Setiap kelas memilih tiga laki-laki dan tiga perempuan, dan perlombaan ini ditentukan oleh enam putaran, masing-masing pelari menempuh satu putaran lintasan.
Di kelas 2-A, seperti biasa, para peserta dipilih berdasarkan catatan waktu lari 50 meter yang dikumpulkan oleh Asaki-san. Di antara para atlet perempuan, Yoruka juga terpilih.
Awalnya, seperti biasa, dia berusaha menolak. Namun, bujukan teman-teman dan ucapanku, "Ini bisa jadi latihan untuk festival budaya juga, kan?" akhirnya membuatnya menerima.
Saat perlombaan berlangsung, ketika giliran Yoruka menerima tongkat estafet, posisi kelas kami berada di peringkat bawah.
Namun, dengan kecepatan luar biasa, dia mulai mengejar, menyalip satu per satu lawan di depannya.
Adegan dramatis seorang gadis cantik bernama Arisaka Yoruka, dengan rambut kuncir kudanya berkibar seperti ekor kuda pacu, melewati para pelari lain dari belakang, langsung membakar semangat seluruh penonton di lapangan.

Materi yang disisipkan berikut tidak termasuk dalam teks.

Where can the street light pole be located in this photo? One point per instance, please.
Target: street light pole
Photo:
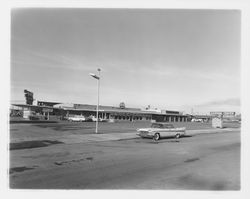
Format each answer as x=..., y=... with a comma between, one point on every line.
x=98, y=94
x=98, y=99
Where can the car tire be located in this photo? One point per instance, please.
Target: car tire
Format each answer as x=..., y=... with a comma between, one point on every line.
x=156, y=136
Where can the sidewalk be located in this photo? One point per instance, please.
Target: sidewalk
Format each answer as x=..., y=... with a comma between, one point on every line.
x=74, y=139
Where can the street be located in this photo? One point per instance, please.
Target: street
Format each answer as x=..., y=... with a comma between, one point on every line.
x=199, y=162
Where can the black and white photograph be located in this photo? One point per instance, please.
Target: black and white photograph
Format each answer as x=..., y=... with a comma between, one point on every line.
x=125, y=99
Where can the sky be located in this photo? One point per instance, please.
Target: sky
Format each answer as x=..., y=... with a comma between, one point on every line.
x=186, y=60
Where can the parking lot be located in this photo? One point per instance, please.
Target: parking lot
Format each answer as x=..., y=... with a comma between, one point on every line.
x=209, y=161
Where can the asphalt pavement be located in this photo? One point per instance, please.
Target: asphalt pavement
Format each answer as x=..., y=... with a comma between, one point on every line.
x=209, y=161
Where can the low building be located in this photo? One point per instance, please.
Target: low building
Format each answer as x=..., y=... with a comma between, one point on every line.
x=56, y=110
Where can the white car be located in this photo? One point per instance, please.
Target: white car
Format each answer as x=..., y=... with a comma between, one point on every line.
x=76, y=118
x=161, y=130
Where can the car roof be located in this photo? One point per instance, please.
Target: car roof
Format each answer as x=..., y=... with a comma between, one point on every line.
x=163, y=124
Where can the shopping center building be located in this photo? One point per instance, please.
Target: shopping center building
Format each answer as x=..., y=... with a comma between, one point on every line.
x=59, y=111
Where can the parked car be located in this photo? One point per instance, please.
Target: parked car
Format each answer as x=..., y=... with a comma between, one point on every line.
x=76, y=118
x=161, y=130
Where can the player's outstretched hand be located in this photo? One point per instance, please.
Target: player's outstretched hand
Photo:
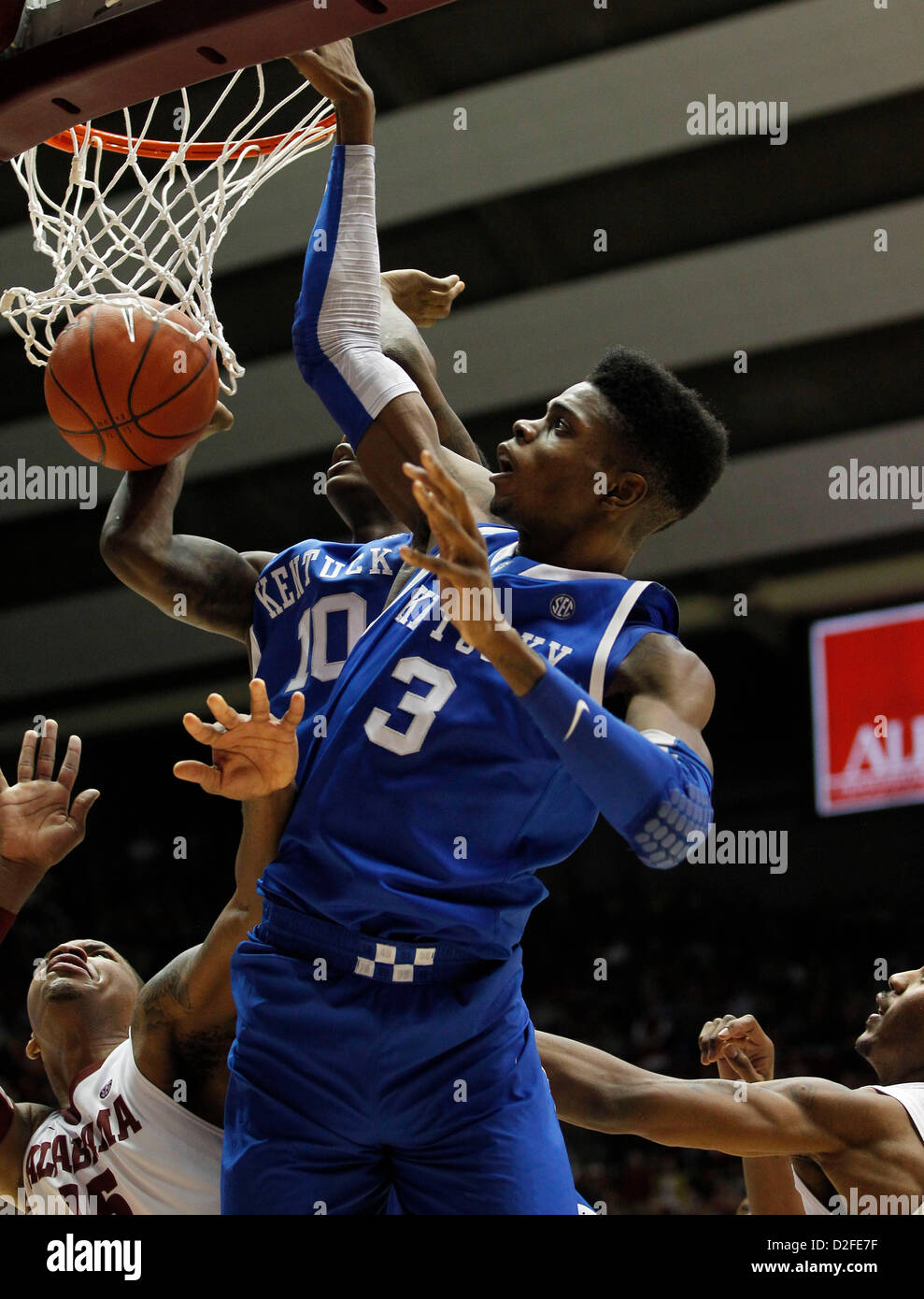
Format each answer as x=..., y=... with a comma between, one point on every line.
x=466, y=586
x=39, y=825
x=250, y=755
x=333, y=70
x=739, y=1046
x=420, y=296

Berkat aksinya, posisi kelas kami langsung melonjak ke atas, dan akhirnya, pelari terakhir, Nanamura, berhasil menyentuh garis finis di peringkat pertama.
Para teman sekelas dengan penuh semangat memuji Yoruka, yang menjadi pahlawan utama dari kemenangan dramatis ini.
Namun, berada di tengah keramaian bukanlah sesuatu yang nyaman bagi Yoruka.
Dia tak bisa mengabaikan kegembiraan teman-temannya, tapi dengan ekspresi bingung, dia menatapku meminta bantuan.
Melihat itu, aku mencari celah yang tepat dan membawanya keluar dari kerumunan.
Saat kami berdua sudah sendirian, aku bertanya mengapa kali ini dia berlari dengan penuh semangat.
Jawabannya, seperti yang kuduga, sangat khas Yoruka.
"Aku hanya ingin mengakhiri momen di mana semua orang menatapku secepat mungkin, jadi aku berlari sekencang mungkin."
Jadi bukan karena ingin menang, tapi karena ingin segera lepas dari tatapan orang-orang, dia berlari sekuat tenaga.
Mendengarnya, aku tertawa terbahak-bahak, tapi pada saat yang sama, aku sangat kagum karena dia tetap memberikan hasil yang luar biasa.
Yah, Yoruka memang luar biasa.
Setelah festival olahraga berakhir, udara mulai terasa lebih sejuk, seragam pun berganti ke pakaian musim dingin.
Tersisa sekitar satu bulan hingga festival budaya pada bulan November.
Pada hari itu, di jam perwalian, kelas 2-A mulai menentukan pertunjukan yang akan mereka tampilkan di festival budaya.
Pertama-tama, kami harus memilih dua perwakilan kelas, satu laki-laki dan satu perempuan.
Seperti biasa, aku dan Asaki-san sebagai perwakilan kelas memimpin jalannya diskusi.
Karena sejak sebelum liburan musim panas kami sudah disibukkan dengan peran sebagai panitia festival budaya, tanggung jawab untuk mengatur pertunjukan kelas diserahkan kepada perwakilan lain.
"Baiklah, bagi yang ingin menjadi perwakilan kelas, silakan angkat tangan."
Dengan suara tegas, Asaki-san berbicara dari depan kelas.
Kemudian, satu orang gadis tanpa berkata apa-apa mengangkat tangannya.
Seluruh kelas menatapnya dengan ekspresi terkejut yang sama.
Tentu saja, akulah yang telah mendorongnya untuk melangkah sejauh ini.
Namun, aku benar-benar tidak menyangka dia akan benar-benar mengangkat tangan.
Yang sedang mengacungkan tangannya adalah pacarku, Arisaka Yoruka.